Maybe that should be\[W =\int\limits_A^B K\dot\ ds\].

I'm not sure if the physical interpretation is coreect though, sorry...

Answer 17

correct*

Answer 18

\[\overrightarrow W =\int\limits_A^B \overrightarrow K\dot\ d\overrightarrow s\]I guess that is more correct.

Answer 19

and yet my professor wrote it like that..

Answer 20

As for your equation, "The gradient theorem, also known as the fundamental theorem of calculus for line integrals, says that a line integral through a gradient field can be evaluated by evaluating the original scalar field at the endpoints of the curve.

http://upload.wikimedia.org/math/c/a/8/ca8b2c89c9693e534bf73ab7c65d411f.png

The gradient theorem implies that line integrals through irrotational vector fields are path independent. In physics this theorem is one of the ways of defining a "conservative" force. By placing φ as potential, ∇φ is a conservative field. Work done by conservative forces does not depend on the path followed by the object, but only the end points, as the above equation shows."

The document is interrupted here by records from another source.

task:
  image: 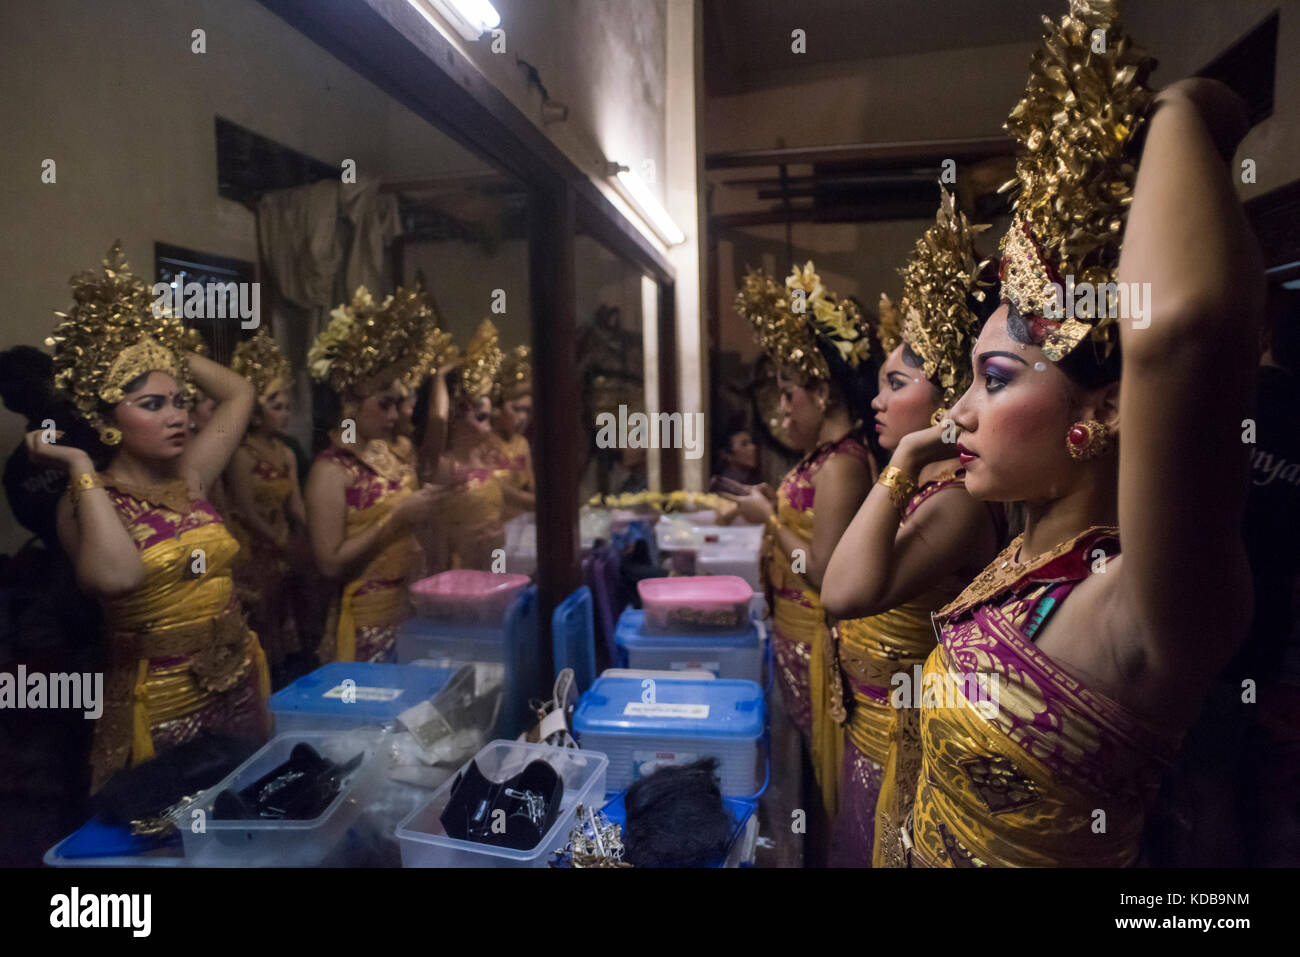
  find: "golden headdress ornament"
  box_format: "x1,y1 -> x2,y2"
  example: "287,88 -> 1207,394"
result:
45,242 -> 204,443
735,261 -> 870,381
308,285 -> 443,396
231,330 -> 291,401
458,318 -> 505,400
897,188 -> 992,406
876,294 -> 903,354
493,344 -> 532,404
997,0 -> 1156,361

Source: http://en.wikipedia.org/wiki/Gradient_theorem

Answer 21

So work, regardless of whether or not the function in the integrand is the gradient of some function (e.g. \( \phi \) above) , can be written generally as:

\(W=\int\limits_{A}^{B}f(r)dr\) Sum of all force times distances between A and B

This does not imply path independence.

However, if f is the gradient of some function, say \( \phi \) (i.e. f= \( \bigtriangledown \phi(r)\) ), then by the fundamental theorem of calculus for line integrals, we write work as:

\( W = \int\limits_{A}^{B}\bigtriangledown \phi(r)dr=\phi(B) -\phi(A) \)

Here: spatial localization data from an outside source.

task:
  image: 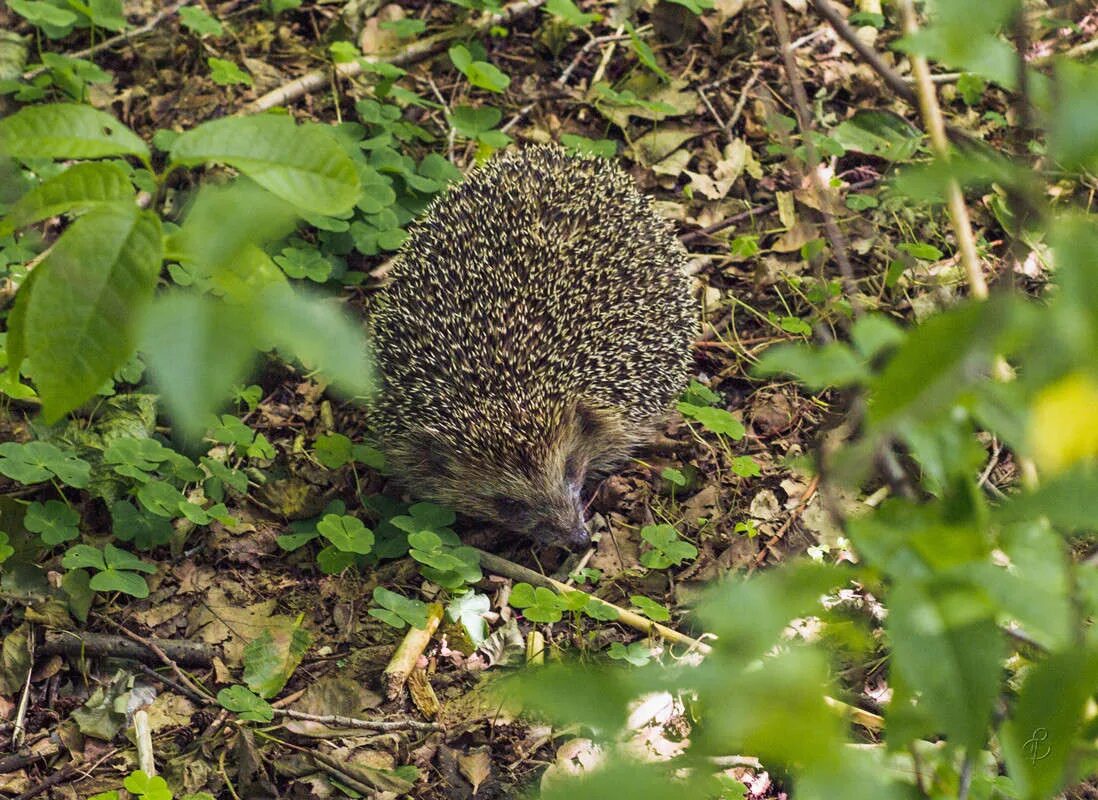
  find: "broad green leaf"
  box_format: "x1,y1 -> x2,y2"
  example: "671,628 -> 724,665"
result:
831,110 -> 922,162
139,292 -> 255,440
89,567 -> 149,597
867,296 -> 1018,429
1001,648 -> 1098,799
255,285 -> 374,399
62,544 -> 105,571
316,514 -> 374,554
677,402 -> 746,438
14,205 -> 161,420
375,586 -> 430,629
754,342 -> 868,390
0,162 -> 134,236
888,578 -> 1002,751
169,115 -> 361,215
1048,60 -> 1098,172
0,103 -> 148,161
217,685 -> 274,722
242,623 -> 312,698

The Wiki article above goes further:

"The gradient theorem also has an interesting converse: any conservative vector field can be expressed as the gradient of a scalar field. Just like the gradient theorem itself, this converse has many striking consequences and applications in both pure and applied mathematics."

More info: http://en.wikipedia.org/wiki/Gradient (see the section on conservative fields)

Answer 22

This is not easy to digest. I suggest taking some time to think about it.